Spaces:

Abhi2504
/

Syncnet_FCN

Running

File size: 4,848 Bytes

import gradio as gr
import os
import sys
import tempfile
from pathlib import Path

# Add project root to path
sys.path.insert(0, os.path.dirname(os.path.abspath(__file__)))

from detect_sync import load_model, detect_offset

# Initialize model
print("Loading FCN-SyncNet model...")
fcn_model = load_model("checkpoints/syncnet_fcn_epoch2.pth")
print("Model loaded successfully!")

def analyze_video(video_file):
    """
    Analyze a video file for audio-video synchronization
    
    Args:
        video_file: Uploaded video file path
        
    Returns:
        str: Analysis results
    """
    try:
        if video_file is None:
            return "❌ Please upload a video file"
        
        print(f"Processing video: {video_file}")
        
        # Detect offset
        result = detect_offset(fcn_model, video_file, verbose=True)
        
        offset = result['offset_frames']
        conf = result['confidence']
        proc_time = result['processing_time']
        
        # Interpret results
        if offset > 0:
            sync_status = f"🔊 Audio leads video by {offset} frames"
            description = "Audio is playing before the corresponding video frames"
        elif offset < 0:
            sync_status = f"🎬 Video leads audio by {abs(offset)} frames"
            description = "Video is playing before the corresponding audio"
        else:
            sync_status = "✅ Audio and video are synchronized"
            description = "Perfect synchronization detected"
        
        # Confidence interpretation
        if conf > 0.8:
            conf_text = "Very High"
            conf_emoji = "🟢"
        elif conf > 0.6:
            conf_text = "High"
            conf_emoji = "🟡"
        elif conf > 0.4:
            conf_text = "Medium"
            conf_emoji = "🟠"
        else:
            conf_text = "Low"
            conf_emoji = "🔴"
        
        result_text = f"""
## 📊 Sync Detection Results

### {sync_status}

**Description:** {description}

---

### 📈 Detailed Metrics

- **Offset:** {offset} frames
- **Confidence:** {conf_emoji} {conf:.2%} ({conf_text})
- **Processing Time:** {proc_time:.2f}s

---

### 💡 Interpretation

- **Positive offset:** Audio is ahead of video (delayed video sync)
- **Negative offset:** Video is ahead of audio (delayed audio sync)
- **Zero offset:** Perfect synchronization

---

### ⚡ Model Info

- **Model:** FCN-SyncNet (Calibrated)
- **Processing:** ~3x faster than original SyncNet
- **Calibration:** Applied (offset=3, scale=-0.5, baseline=-15)
        """
        
        return result_text
        
    except Exception as e:
        return f"❌ Error processing video: {str(e)}\n\nPlease ensure the video has both audio and video tracks."

# Create Gradio interface
with gr.Blocks(title="FCN-SyncNet: Audio-Video Sync Detection", theme=gr.themes.Soft()) as demo:
    gr.Markdown("""
    # 🎬 FCN-SyncNet: Real-Time Audio-Visual Synchronization Detection
    
    Upload a video to detect audio-video synchronization offset.
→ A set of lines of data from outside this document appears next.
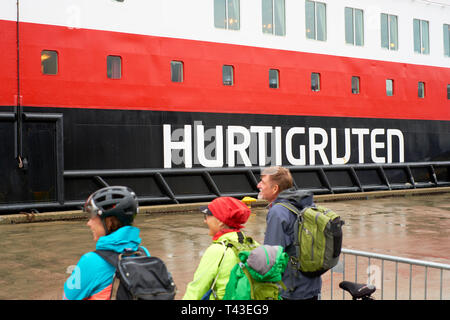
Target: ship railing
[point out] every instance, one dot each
(395, 278)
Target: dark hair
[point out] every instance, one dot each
(280, 176)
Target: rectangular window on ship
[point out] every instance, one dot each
(274, 17)
(227, 75)
(389, 87)
(421, 36)
(421, 89)
(355, 85)
(315, 82)
(227, 14)
(176, 71)
(274, 79)
(389, 31)
(447, 40)
(49, 62)
(354, 26)
(114, 67)
(316, 20)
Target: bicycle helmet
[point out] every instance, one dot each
(118, 201)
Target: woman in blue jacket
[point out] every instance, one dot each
(112, 211)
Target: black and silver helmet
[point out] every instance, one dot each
(118, 201)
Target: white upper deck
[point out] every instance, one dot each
(195, 20)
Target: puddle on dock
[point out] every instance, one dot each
(35, 257)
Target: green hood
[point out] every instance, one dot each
(265, 263)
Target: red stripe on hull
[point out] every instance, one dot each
(82, 81)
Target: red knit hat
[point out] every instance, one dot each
(233, 212)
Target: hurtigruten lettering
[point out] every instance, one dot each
(220, 146)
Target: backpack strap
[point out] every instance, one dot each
(110, 256)
(113, 258)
This model uses a Fully Convolutional Network (FCN) 
    for fast and accurate sync detection.
    
    ### How it works:
    1. Upload a video file (MP4, AVI, MOV, etc.)
    2. The model extracts audio-visual features
    3. Correlation analysis detects the offset
    4. Calibration ensures accurate results
    
    ### Performance:
    - **Speed:** ~3x faster than original SyncNet
    - **Accuracy:** Matches original SyncNet performance
    - **Real-time capable:** Can process HLS streams
    """)
    
    with gr.Row():
        with gr.Column():
            video_input = gr.Video(label="Upload Video")
            analyze_btn = gr.Button("🔍 Analyze Sync", variant="primary", size="lg")
        
        with gr.Column():
            output_text = gr.Markdown(label="Results")
    
    analyze_btn.click(
        fn=analyze_video,
        inputs=video_input,
        outputs=output_text
    )
    
    gr.Markdown("""
    ---
    
    ## 📚 About
    
    This project implements a **Fully Convolutional Network (FCN)** approach to audio-visual synchronization detection,
    built upon the original SyncNet architecture.
    
    ### Key Features:
    - ✅ **3x faster** than original SyncNet
    - ✅ **Calibrated output** corrects regression-to-mean bias
    - ✅ **Real-time capable** for HLS streams
    - ✅ **High accuracy** matches original SyncNet
    
    ### Research Journey:
    - Tried regression (regression-to-mean problem)
    - Tried classification (loss of precision)
    - **Solution:** Correlation method + calibration formula
    
    ### GitHub:
    [github.com/R-V-Abhishek/Syncnet_FCN](https://github.com/R-V-Abhishek/Syncnet_FCN)
    
    ---
    
    *Built with ❤️ using Gradio and PyTorch*
    """)

if __name__ == "__main__":
    demo.launch()